Both as speculator and sportsman Mr. Keene’s reputation clicked into the top notch at least a quarter of a century ago. It is a question whether his cash or his colts have brought him the wider distinction.
Born in London sixty-eight years ago, of a father who also was a native of England, Keene nevertheless is really an American. His ancestors back of his father lived in Virginia for several generations. Moreover, when the father failed in business abroad the family came to America, settling in California when young James was only about fourteen.
The boy got a job taking care of cows and mules at a military post. He worked at various occupations until he grew up, when he studied law. For a time he taught school. Then he edited a country newspaper at a place called Horsetown, in northern California. The name of the town probably had no particular influence upon Mr. Keene’s career. The late Charles A. Dana, who used to read the Keene editorials, maintained to the last that for style, force and lucidity the pen of no English writer since the days of Charles Lamb surpassed that of Keene when he edited the Horsetown sheet at a salary of $20 a week.
Had Literary Ambitions.
Keene, according to Joaquin Miller, who also frequented that part of California in those days, had literary ambitions. But as Shasta county journalism was not a money making institution he shortly stepped off this stepping stone to the literary life, and America lost a Charles Lamb. Keene, it is said, peddled milk, clerked around here and there and finally found himself in the mining camp of Virginia City, Nev. In some unrecorded manner he managed to get together a stake of $10,000. About this time Miss Sarah Daingerfield, a Virginia belle, visited her brother, a United States judge. Keene met her and fell In love. But Judge Daingerfield scorned the young man who had descended upon San Francisco and become a curbstone broker. “An upstart curbstone broker,” sneered the judge. “Huh!’”
Mr. Keene is known as a man of indomitable energy. “He could get rich in a desert if any one could,” says an intimate associate. This recalls a story in connection with the first big horseflesh victory of Keene’s career. His horse Foxhall won the Grand Prix at Paris in 1881. Twenty years earlier Keene had been at his Horsetown stage, and one of his acquaintances In the California country was Dan Gaitland. When Foxhall won the Grand Prix, Dan was still prospecting up in Grant county, Ore., not far north of Horsetown. He heard the news and rushed into the presence of Tom Merry, another acquaintance of the California Keene.
“Tom,” said Dan, “did yez hear phwat Jim Keene done las’ Sundah?”
“And what was that?”
“The papers sez he bate the divil out iv the frog eaters wit’ a horse named Foxyhall.”
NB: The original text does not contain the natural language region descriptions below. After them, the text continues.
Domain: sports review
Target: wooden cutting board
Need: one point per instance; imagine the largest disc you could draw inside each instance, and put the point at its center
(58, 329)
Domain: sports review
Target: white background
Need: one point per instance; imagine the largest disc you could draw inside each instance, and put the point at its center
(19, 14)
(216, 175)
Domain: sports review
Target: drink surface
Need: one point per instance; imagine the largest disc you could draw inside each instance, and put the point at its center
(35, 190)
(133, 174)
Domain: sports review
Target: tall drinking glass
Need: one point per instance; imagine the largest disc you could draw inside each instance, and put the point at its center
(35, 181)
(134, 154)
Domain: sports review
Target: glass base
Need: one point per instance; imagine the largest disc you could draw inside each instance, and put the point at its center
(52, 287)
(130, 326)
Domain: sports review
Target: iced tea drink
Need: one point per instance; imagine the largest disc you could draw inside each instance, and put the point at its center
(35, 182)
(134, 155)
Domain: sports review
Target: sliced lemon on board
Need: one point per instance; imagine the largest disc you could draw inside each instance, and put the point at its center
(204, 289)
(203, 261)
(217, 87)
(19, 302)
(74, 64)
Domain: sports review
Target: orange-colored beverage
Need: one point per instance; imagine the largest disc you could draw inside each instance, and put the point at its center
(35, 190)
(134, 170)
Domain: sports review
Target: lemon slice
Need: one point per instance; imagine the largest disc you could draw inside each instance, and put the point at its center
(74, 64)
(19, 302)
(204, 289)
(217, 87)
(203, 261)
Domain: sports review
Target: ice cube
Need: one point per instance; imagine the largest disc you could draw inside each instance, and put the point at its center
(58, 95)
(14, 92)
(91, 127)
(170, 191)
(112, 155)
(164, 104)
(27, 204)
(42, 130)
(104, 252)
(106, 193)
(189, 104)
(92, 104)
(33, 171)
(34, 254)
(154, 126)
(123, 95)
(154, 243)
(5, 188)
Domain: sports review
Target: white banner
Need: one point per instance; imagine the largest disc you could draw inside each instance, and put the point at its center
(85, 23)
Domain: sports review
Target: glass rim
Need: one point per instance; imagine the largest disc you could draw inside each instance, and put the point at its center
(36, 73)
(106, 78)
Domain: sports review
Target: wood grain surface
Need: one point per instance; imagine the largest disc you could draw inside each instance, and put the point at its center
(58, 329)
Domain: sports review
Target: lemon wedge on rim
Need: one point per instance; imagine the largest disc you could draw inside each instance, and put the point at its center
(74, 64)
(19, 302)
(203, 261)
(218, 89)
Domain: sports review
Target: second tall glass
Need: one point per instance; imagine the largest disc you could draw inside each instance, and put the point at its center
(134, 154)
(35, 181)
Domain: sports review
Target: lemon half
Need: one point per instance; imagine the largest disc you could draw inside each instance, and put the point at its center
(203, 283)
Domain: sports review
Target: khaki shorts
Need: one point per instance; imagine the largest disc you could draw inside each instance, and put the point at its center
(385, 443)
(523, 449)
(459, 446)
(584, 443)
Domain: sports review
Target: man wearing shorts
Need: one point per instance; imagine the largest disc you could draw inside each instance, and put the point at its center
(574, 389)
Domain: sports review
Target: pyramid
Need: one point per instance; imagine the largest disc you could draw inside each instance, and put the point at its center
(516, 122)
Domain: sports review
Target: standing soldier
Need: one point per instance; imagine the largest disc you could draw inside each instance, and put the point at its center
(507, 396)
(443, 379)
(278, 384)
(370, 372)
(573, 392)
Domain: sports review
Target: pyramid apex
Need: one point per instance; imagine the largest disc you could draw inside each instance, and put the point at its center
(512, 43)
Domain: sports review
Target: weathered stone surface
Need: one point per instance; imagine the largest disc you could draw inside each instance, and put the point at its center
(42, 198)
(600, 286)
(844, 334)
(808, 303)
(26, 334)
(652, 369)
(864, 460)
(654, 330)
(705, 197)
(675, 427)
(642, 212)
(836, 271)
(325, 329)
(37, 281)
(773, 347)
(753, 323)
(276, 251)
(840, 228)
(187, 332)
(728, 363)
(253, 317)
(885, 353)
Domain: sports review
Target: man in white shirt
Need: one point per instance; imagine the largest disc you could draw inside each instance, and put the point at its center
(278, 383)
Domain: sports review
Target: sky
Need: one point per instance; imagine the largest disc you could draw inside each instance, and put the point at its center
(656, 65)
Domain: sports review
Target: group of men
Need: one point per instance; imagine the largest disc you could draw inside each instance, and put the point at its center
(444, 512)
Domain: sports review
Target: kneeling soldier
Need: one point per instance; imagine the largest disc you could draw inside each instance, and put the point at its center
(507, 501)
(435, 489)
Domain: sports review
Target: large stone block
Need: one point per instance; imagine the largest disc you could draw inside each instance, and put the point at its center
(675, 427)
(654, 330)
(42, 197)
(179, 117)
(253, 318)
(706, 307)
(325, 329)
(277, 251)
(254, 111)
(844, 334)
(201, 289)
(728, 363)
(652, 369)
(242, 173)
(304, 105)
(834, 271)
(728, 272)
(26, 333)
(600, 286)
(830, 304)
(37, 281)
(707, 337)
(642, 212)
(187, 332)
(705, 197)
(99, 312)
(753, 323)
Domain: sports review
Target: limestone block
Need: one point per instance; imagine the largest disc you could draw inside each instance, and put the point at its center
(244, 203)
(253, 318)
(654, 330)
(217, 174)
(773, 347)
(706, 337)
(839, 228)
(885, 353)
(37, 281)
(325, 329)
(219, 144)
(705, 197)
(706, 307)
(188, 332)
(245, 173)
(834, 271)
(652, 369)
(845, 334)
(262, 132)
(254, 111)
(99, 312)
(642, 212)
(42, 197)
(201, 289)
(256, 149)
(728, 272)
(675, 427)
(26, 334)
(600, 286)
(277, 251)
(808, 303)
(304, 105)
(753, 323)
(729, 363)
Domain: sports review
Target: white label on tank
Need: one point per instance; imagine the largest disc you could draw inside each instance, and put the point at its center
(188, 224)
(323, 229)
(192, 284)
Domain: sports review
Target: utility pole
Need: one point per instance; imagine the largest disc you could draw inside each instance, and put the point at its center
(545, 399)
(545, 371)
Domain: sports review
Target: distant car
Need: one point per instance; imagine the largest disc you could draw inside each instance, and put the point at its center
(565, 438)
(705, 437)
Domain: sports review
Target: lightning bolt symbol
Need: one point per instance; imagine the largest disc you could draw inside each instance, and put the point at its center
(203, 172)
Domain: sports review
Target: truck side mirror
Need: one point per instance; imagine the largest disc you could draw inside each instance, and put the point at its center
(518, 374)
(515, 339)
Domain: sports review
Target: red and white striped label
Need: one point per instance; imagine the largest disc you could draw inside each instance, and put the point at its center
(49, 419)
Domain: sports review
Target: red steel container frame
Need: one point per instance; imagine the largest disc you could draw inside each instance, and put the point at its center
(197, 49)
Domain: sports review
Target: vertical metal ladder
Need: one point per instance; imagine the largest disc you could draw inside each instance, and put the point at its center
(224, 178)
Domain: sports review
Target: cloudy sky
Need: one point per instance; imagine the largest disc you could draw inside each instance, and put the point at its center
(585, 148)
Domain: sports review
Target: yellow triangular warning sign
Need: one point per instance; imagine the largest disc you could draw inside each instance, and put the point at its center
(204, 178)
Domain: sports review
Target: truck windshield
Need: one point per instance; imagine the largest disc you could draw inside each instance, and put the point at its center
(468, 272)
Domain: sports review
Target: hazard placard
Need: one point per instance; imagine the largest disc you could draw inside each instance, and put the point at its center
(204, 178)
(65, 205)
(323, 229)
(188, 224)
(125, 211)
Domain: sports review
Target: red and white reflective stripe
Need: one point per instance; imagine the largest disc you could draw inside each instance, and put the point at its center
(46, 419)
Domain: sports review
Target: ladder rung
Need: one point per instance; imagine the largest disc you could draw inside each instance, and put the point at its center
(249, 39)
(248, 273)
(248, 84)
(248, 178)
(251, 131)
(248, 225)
“Well,” said Tom, “from what I remember about Jim he’s a mighty hard man to keep down.”
“Roight ye be,” rejoined Dan. “Ye cud putt Jim Keene aboard a ship an’ send him to say, an’ if the ship wuz wrecked on a desert oisland Jim ‘uld be walkin’ around, he wud, an’ the nex’ day he’d be sellin’ maps iv the place to all the natives.”
Mr. Keene has owned some of the greatest horses on the turf. This season his colt Peter Pan earned $52,000 in four races in less than thirty days. He owned Domino, over whose Kentucky grave he erected a hand some marble shaft. Other great ones developed by Keene were Sysonby, Commando, Cap and Bells and Tommy Atkins.